The warmth and vigor of Bonnie Raitt's voice throughout her new album Slipstream, even when she's covering an oldie such as Gerry Rafferty's "Right Down the Line," is vital and fresh ? urgent, even. Raitt has always possessed a gift for taking a familiar phrase and rendering it in a manner that compels a listener to think anew about what the words really mean.
Raitt has always mixed folk with blues, rock and the sort of funk that she'd probably link to Lowell George and Little Feat, and that I'd say is as respectful of beat and groove as any of the R&B artists she admires.

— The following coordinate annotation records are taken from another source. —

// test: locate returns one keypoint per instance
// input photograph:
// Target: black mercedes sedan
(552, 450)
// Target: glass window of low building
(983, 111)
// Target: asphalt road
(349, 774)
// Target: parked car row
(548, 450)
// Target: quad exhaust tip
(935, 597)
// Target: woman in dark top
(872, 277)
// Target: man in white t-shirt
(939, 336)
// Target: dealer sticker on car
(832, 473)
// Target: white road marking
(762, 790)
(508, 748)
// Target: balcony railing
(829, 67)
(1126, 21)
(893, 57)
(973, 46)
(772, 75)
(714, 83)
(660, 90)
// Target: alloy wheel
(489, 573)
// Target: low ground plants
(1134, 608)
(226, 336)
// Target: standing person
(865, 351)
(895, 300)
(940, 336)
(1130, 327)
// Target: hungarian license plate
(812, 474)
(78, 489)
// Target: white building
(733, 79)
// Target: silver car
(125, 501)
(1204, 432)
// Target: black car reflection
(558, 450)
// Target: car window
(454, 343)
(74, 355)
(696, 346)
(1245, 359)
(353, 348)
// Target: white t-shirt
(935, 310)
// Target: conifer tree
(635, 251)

You can hear it in her slide-guitar playing throughout Slipstream, and particularly the way she sets up the rhythm with her band and then slides her voice in like a letter going into an envelope addressed to you.

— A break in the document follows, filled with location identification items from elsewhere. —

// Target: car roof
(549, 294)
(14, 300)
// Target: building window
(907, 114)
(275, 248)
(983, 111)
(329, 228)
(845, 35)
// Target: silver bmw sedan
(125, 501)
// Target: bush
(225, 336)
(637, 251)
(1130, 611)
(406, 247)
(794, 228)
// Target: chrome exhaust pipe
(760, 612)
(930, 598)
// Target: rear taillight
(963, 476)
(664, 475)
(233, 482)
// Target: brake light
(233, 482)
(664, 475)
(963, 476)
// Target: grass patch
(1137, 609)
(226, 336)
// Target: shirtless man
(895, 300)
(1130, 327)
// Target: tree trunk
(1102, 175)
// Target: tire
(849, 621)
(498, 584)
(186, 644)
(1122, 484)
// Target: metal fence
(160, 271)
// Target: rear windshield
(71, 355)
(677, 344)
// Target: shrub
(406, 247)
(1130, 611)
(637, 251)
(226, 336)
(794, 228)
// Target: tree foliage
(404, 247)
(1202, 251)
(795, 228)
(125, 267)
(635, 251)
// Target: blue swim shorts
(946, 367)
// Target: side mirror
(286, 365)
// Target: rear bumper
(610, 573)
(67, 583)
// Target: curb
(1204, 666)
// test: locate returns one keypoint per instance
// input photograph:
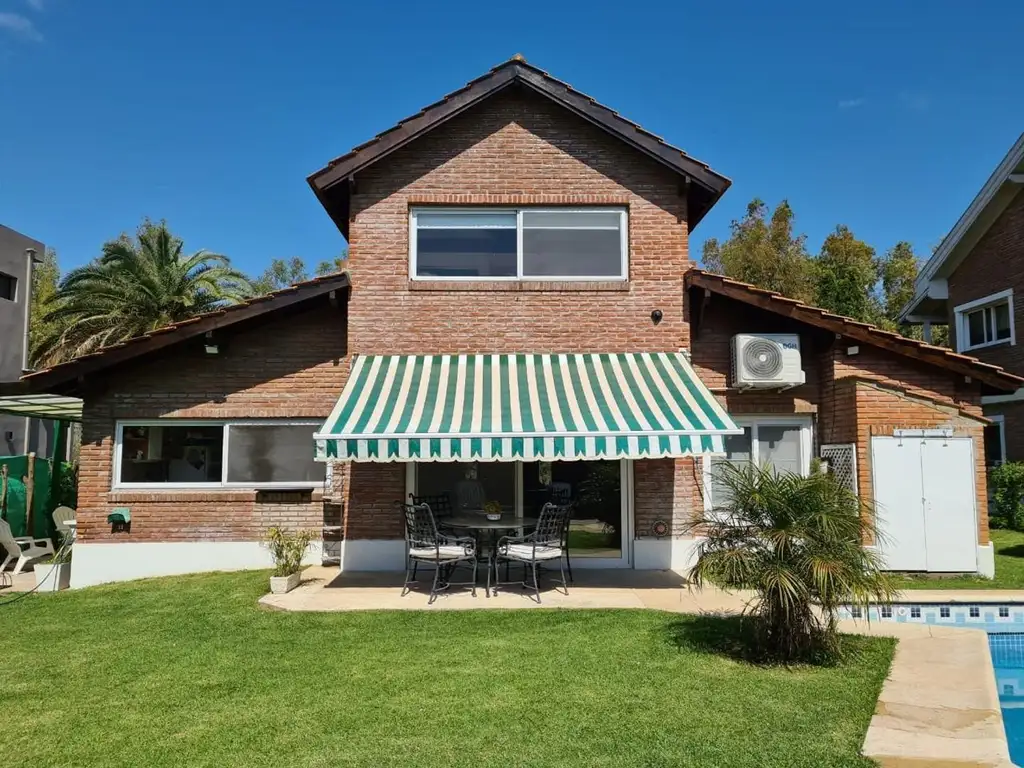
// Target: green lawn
(1009, 568)
(189, 672)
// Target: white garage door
(925, 503)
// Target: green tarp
(14, 510)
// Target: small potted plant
(53, 573)
(287, 549)
(493, 510)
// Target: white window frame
(805, 424)
(624, 231)
(224, 484)
(1000, 421)
(961, 314)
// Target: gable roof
(332, 183)
(990, 201)
(161, 338)
(851, 329)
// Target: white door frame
(626, 509)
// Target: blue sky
(211, 114)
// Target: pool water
(1008, 658)
(1005, 625)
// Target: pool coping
(939, 705)
(976, 597)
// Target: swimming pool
(1005, 625)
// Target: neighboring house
(521, 314)
(974, 283)
(17, 255)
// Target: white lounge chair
(25, 548)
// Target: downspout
(30, 255)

I know that if you're going to praise a Bonnie Raitt album, you're supposed to work in some comparison to her greatest commercial success, 1989's Grammy-winning Nick of Time. But my praise is more precise: This is Raitt's best album since 1975's underrated Home Plate. I'm not just pulling that out for obscurity's sake, either: Slipstream captures the kind of barnstorming fervor that can turn in the space of a song into a slow boil, the roiling storm of emotions contained within her cover of Bob Dylan's "Million Miles."
I mentioned Raitt's vocals at the start of this review, and I'm going to end there, too. It's not that I'm ageist enough to think that someone in her 60s can sing as fluidly as Raitt does here ? heck, her blues heroes were doing it a few decades beyond that. But it is rare for a performer who has maintained a 40-year career to sound so unfazed, so careful to avoid artistic short-cuts, so lacking in cynicism. She has the guile and shrewdness of a long-time pro, but it's the purity of this beautiful mongrel music that gives it its great life.